For every segment, we find the eigenvector which has the largest absolute response (“win”) and increase the “win”-counter for that signed-eigenvector (positive or negative). We then compare these counters to a threshold and remove signed eigenvectors which do not have enough “wins”. The method is demonstrated in Fig. 3.
Fig. 3: Temporal response analysis: A speaker indicative response in the left, noisy response in the right. Although the eigenvalue (energy) in the right is larger, the temporal response in the right does not indicate a speaker as it does not “win” in any segment. Response is plotted in red, and the maximum over all responses is in blue.
Experiments and results
We evaluated our proposed method on the publicly available CALLHOME-500 corpus under the commonly used setup with evenly space overlapping short segments, oracle voice activity detection and 5-fold cross validation. Results are reported in terms of Diarization Error Rate (DER), which is the fraction of time that is not attributed correctly.

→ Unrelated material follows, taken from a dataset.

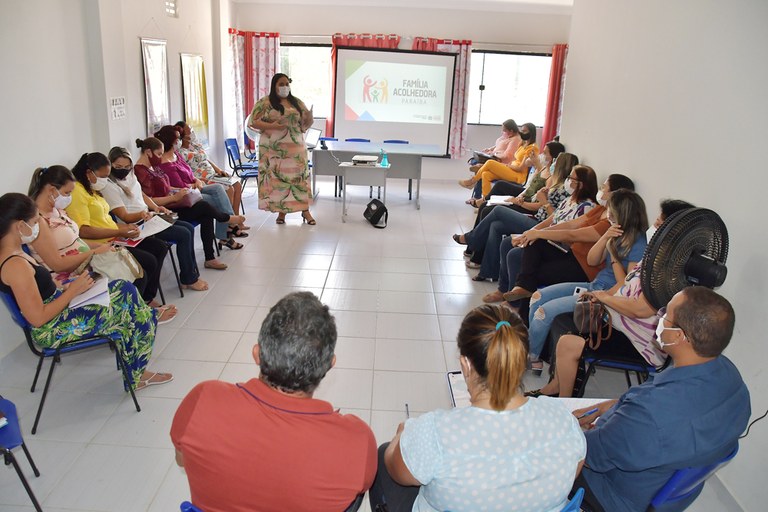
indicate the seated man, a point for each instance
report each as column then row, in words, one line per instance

Table 1 shows the DERs for selected experiments under the spectral clustering framework. Starting with a baseline with a DER of 8%, using multiple embeddings, neural network-based speaker similarity and temporal response analysis, we obtained a state-of-the-art DER of 5.1%, which compares well to other published works (Table 2).
Table 1: DER results for selected spectral clustering-based experiments on NIST-2000 CALLHOME
Table 2: DER results for recent works on NIST-2000 CALLHOME
Other contributors to this work include Ron Hoory, Masayuki Suzuki, Gakutu Kurata.